La Bretagne se distingue par une capacité à fédérer acteurs publics, privés et associatifs, dans un esprit presque coopératif — loin de la “start-up nation” version PowerPoint. Cette approche favorise :

  • L’expérimentation “in vivo” dans les hôpitaux et structures de soins
  • Une intégration précoce du patient-utilisateur final
  • Un focus sur l’usage collectivité/ruralité — là où la santé numérique doit prouver sa valeur ajoutée

Preuve de cette spécificité, la toute récente labellisation de Bretagne e-Santé comme “Territoire d’Innovation” par l’État, dotée de 12M€ sur 2024-2028 (source : Ministère de la Santé, avril 2024), pour financer la télémédecine et les outils connectés dans les Ehpad et centres de santé communautaires.

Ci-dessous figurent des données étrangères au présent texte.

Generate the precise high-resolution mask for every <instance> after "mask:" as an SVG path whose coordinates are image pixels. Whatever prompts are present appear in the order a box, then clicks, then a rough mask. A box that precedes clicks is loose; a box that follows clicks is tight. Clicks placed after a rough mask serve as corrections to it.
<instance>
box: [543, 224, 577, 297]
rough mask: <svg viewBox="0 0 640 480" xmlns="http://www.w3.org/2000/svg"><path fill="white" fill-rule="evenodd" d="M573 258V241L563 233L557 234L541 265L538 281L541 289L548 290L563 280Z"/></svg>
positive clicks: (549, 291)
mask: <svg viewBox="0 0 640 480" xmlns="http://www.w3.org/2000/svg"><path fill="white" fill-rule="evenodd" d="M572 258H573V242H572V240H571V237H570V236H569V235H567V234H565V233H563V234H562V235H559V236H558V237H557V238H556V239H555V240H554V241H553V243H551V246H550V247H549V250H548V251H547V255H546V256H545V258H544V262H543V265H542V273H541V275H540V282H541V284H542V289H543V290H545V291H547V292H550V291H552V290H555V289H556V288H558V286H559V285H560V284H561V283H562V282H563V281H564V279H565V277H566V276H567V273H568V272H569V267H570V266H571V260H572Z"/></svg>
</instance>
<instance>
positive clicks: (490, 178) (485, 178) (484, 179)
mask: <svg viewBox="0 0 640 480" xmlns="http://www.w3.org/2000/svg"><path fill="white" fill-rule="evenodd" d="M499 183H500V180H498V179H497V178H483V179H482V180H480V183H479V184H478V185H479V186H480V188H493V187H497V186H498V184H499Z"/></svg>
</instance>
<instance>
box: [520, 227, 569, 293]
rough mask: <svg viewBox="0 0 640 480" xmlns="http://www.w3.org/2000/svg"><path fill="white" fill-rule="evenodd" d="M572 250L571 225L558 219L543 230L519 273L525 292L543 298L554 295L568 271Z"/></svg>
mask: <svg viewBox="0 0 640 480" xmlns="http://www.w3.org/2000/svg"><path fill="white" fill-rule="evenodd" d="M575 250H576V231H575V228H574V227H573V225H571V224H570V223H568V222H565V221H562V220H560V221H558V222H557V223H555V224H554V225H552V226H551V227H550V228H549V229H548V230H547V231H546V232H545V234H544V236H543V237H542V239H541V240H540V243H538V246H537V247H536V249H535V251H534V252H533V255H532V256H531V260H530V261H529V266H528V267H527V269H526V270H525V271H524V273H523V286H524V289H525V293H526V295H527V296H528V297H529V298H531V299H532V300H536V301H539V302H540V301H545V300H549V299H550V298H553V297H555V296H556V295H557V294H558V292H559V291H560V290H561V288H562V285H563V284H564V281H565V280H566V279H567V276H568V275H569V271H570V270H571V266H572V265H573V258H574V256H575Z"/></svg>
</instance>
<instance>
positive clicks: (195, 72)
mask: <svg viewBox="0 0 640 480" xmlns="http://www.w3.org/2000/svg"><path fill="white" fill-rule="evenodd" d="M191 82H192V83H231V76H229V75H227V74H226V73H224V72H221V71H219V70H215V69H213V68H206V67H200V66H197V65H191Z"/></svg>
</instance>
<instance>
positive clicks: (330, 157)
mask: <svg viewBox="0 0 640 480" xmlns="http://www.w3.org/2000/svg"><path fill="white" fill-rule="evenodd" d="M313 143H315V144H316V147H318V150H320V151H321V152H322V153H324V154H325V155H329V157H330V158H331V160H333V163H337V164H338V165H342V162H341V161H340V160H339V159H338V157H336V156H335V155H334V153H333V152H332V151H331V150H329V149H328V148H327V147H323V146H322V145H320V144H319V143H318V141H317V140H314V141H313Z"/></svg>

Vers quels horizons pour la Bretagne e-santé ?

Loin des discours incantatoires, la Bretagne numérique de la santé trouve sa voie entre pragmatisme et créativité, territoires isolés et clusters métropolitains. Les start-ups rennaises et brestoises démontrent, chacune à leur façon, que le virage de l’innovation n’est pas réservé aux grandes capitales. Reste à transformer l’essai dans la durée, à inventer des modèles économiques durables et à répondre à une éternelle question : “comment penser la technologie au service des patients, et non l’inverse ?”

Après tout, si la Bretagne veut prouver qu’elle soigne différemment, c’est sans doute là sa plus grande innovation.